What statistical test should I use in this situation?

I’m exploring the relationship between the amount a sales rep smiles and the outcome of an online sales meeting. The smiling data is expressed as a percentile based on our database, while the meeting outcome is categorized as either a “Win” or “Loss.”

To gain initial insights, I’ll create bar plots. However, I’m unsure which statistical test would best determine if there’s a non-random association between smiling and meeting outcomes. I could bin the smiling data and perform a Chi-square test, but this might reduce the data’s granularity. Logistic regression or point-biserial correlation could work, though I’m uncertain if the relationship is linear, as both excessive and minimal smiling might negatively impact outcomes.
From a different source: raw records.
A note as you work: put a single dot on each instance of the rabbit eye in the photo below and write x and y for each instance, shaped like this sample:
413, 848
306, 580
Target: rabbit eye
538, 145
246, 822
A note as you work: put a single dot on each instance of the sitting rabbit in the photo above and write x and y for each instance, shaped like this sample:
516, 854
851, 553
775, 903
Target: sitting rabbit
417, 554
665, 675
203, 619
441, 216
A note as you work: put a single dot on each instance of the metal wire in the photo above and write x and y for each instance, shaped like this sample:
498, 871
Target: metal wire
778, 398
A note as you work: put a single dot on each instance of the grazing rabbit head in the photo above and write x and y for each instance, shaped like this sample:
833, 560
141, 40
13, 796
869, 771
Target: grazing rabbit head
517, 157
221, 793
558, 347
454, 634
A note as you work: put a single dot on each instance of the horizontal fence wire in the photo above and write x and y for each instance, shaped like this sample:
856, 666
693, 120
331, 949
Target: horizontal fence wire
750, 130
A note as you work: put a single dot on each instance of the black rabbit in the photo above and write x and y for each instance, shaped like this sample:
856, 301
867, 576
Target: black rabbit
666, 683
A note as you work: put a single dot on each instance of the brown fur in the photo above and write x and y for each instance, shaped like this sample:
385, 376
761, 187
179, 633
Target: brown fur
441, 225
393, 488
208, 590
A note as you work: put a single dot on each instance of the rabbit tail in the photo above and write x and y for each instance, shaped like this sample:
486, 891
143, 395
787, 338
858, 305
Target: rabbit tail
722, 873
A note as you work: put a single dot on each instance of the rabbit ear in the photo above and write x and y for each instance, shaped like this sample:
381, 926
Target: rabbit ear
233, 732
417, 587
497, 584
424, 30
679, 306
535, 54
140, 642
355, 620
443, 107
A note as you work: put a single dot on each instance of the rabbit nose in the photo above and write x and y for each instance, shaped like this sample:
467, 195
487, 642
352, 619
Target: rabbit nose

Additionally, to assess whether being in the top 5% of smiles enhances meeting success, could I conduct a one-tailed t-test comparing the win rates between the top 5% and the rest?

Hey, In this case i will give a statistical solution on Logistic Regression, This is a good choice as it allows you to model the binary outcome (Win/Loss) based on a continuous predictor (percentile of smiling). Logistic regression does not assume a linear relationship and can accommodate the possibility that both too much and too little smiling may negatively impact outcomes.

Hello, I will recommend the Chi-Square Test that is If you choose to bin the data into categories (e.g., 0-10%, 10-20%, etc.), a Chi-square test can help determine if there is a significant association between the binned smiling data and the binary outcome.

Hey, The Point-Biserial Correlation is one of the solution since it measures the strength and direction of the association between a continuous variable and a binary variable. However, it assumes a linear relationship, which may not be ideal if the relationship is more complex.

Hey, For your first question, I suggest flipping the order of what you’re asking. The directionality doesn’t really matter for a single statistical test, as it simply provides the result, not the cause. For example, rephrase your question to “Do won deals involve more smiling?” This clarifies that you could use a two-sample T-test with the null hypothesis that the mean percentage of smiling time is the same between won and lost deals. Although smiling time might not be normally distributed, the test still shows that there’s more smiling in successful deals. However, it can’t determine if smiling influences the sale or if sales reps smile more when they feel a deal is likely to succeed.

For your second question, you’ve categorized smiling into two groups: the top 5% and the bottom 95%. Since your outcome is also categorical (won or lost), a Fisher’s exact test or a Chi-Squared test (if you have a large sample size) would be appropriate.

Hello, Here are a few steps you could take to address your issue:

  1. Perform Exploratory Data Analysis (EDA): Start by creating plots to visualize the relationship between the explanatory variable and the outcome. This will give you a clearer understanding of how they are connected.
  2. Address Non-Linearity: If the relationship is not linear, you can still apply regression by transforming the features. This allows you to model complex relationships effectively.